The World's Lungs

"The Economist" , Sep, 25th, special report on The World's Lungs ... forests purveyors of water, consumers of carbon, treasure-house of species, the world's forest are ecological miracle, they must not be allowed to vanish


Especially, Money Can Grow on Trees  made me brooding. Forests are disappearing because they are undervalued ....   Try to estimate a market value of the forest not based on the fruits they directly provide, but on its derivatives ? Estimating the, say, rainforest's contribution to the output of the world's economy from agriculture, fishery, ... to hydro-power energy production? Thinking in terms of biodiversity against monocultures? That finally may allow us to build an insurance policy against drying out?
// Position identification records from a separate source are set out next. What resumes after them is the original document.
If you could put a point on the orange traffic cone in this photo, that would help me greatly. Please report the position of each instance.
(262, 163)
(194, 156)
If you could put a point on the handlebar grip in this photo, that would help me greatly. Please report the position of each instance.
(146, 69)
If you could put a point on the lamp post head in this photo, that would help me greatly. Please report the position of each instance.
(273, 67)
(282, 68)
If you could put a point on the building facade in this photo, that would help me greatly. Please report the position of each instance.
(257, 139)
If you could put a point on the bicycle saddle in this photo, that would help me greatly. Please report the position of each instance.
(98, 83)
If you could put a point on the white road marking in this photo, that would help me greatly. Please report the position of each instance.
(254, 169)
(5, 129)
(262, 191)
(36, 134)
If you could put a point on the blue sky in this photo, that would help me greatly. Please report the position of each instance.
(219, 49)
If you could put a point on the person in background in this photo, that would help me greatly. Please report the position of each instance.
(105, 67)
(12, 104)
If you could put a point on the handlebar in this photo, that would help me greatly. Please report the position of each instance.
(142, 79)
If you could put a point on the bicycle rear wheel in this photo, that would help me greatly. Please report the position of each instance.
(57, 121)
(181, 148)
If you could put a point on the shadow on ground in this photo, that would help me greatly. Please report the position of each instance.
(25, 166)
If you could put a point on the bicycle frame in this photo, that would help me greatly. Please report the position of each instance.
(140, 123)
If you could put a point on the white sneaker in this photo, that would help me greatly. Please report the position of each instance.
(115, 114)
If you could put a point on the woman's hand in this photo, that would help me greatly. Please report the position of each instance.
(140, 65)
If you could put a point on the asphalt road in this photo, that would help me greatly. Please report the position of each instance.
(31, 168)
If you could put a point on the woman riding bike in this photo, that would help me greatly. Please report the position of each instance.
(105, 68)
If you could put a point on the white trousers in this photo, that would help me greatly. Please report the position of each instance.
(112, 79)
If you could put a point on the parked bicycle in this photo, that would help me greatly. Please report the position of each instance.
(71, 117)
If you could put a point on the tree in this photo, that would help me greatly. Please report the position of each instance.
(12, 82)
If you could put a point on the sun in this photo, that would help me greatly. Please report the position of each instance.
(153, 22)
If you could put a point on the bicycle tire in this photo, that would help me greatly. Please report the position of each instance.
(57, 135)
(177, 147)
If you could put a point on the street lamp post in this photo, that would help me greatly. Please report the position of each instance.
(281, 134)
To price ecosystem services on such a big scale might become a Hercules exercise; the volume might become scaring large related to the fruits hanging on the trees and the wood price, the risk associated with the collapse of an ecological system might be not well enough understood, it's complex, it's unregulated, .... 
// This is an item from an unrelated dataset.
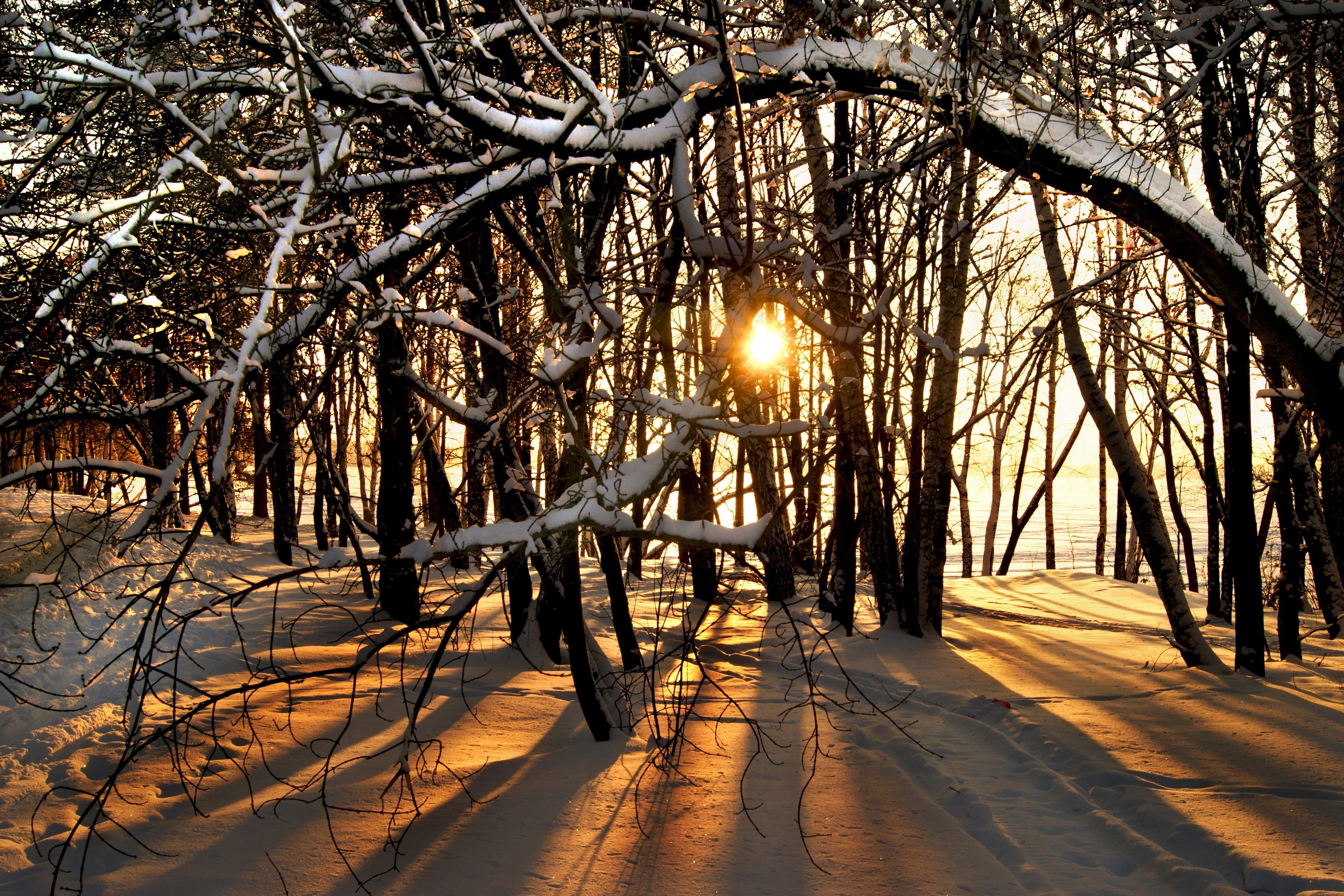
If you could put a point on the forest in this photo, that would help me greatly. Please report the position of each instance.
(370, 367)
But it might be the only way to regulate the access and avoid exploitation by short-sighted bean counters  and drive a policy that finally creates wealth? 
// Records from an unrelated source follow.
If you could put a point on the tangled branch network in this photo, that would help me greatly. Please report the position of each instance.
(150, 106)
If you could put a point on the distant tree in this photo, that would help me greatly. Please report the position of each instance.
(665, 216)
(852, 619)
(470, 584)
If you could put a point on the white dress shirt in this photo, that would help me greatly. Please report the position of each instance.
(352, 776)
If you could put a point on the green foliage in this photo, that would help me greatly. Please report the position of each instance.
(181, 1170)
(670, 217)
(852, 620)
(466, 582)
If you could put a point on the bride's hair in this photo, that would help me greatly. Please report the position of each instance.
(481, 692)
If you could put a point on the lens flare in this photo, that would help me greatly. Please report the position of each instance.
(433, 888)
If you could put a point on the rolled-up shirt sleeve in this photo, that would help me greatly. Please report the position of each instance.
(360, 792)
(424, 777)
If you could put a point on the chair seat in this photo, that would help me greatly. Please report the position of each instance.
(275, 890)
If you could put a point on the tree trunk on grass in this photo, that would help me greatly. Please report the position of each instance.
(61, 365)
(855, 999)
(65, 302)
Then I thought of this post at Iris Mack's blog at Wilmott  USD 1.2 Quadrillion Derivative Market .
A scaring volume, it's 20 times the size of the world's economy, it's complex, it's unregulated, ... it bears the danger of correlated deals that turn swarms into avalanches, as Paul Wilmott shows in his insightful following the pack example . Yes we also struggle with the short-sightet bean counters .... 


I think, there are measures that makes the derivatives market more self-regulatory (intelligent taxation might be one?). 
But we also might need an inverted view: what dose it mean to the real economy if the derivatives market "moves"?
As it is interesting to think of the impact of the move of the market-value-of-rainforest to rainforest?